You go to a convention, and you pay money for a GM to weave a story for you. It's almost like paying to gpo and see a movie, axcept that you can manipulate the story toward one of a few defined conclusions that the GM has prepared.
You play around a table with friends, one takes on the responsibility of setting up the stories, while everyone else creates caharacters to take part in those stories. Sometimes the group has an adversarial relationship with their GM, working to subvert the stories; other times it's cooperative.
But games need not always be like this.
I've alluded to cooperative storytelling in quite a few of my posts, but checking back through the weekly game mechani(sm)s I don't think I've actually brought up the notion as a specific topic. It's something that has really helped to define the new generation of roleplaying games (particularly those designated as "Story Games" and many games belonging to the Forge diaspora).

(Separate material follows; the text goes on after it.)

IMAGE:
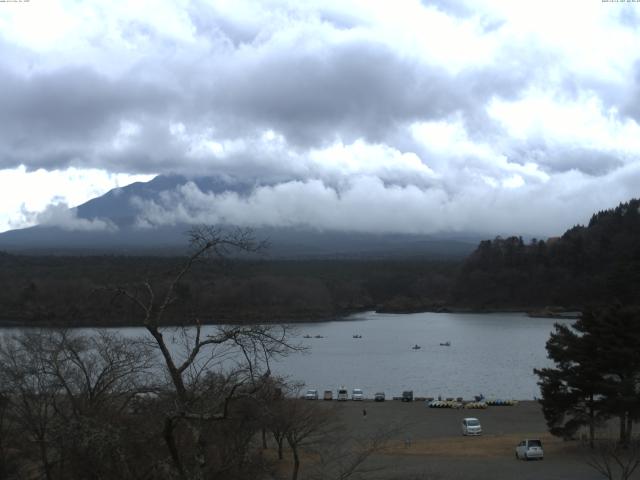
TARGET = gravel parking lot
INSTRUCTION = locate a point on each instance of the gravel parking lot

Sharing the narrative responsibilities isn't a comfortable idea for a lot of people who are happy to "sit back and be entertained". Yet, the other extreme is often considered just as unpalatable, a phenomenon known as "railroading".
But I've always run games ina collaborative manner, bouncing ideas of the actions of the characters rather than instituting specific storylines...and I've been told that my games as far better than those of a lot of other GMs. The step that causes most traditional players a levcel of trepidation is the idea that they can help shape the world around their characters, not just the actions of their characters in response to that world.
In Guerilla Television, I forced this step apon players by having a player begin a scene with a player on one side adding a sentence of description to the setting, while the player on the other side had a chance of introducing a complication into the scene. As GM, I just facilitated the events unfolding and reined in certain players when their descriptions started getting too long winded, or just didn't fit the events of previous scenes.
I also used a metagame currency to allow players to introduce scene framing elements in The Eighth Sea. The games run at Gencon last year gradually refined the notions and once the game was actually played according tothe rules I'd written, they worked well.
Yet, both of these games have definitely revcealed the fact that not all players enjoy the shared narrative reponsibilities.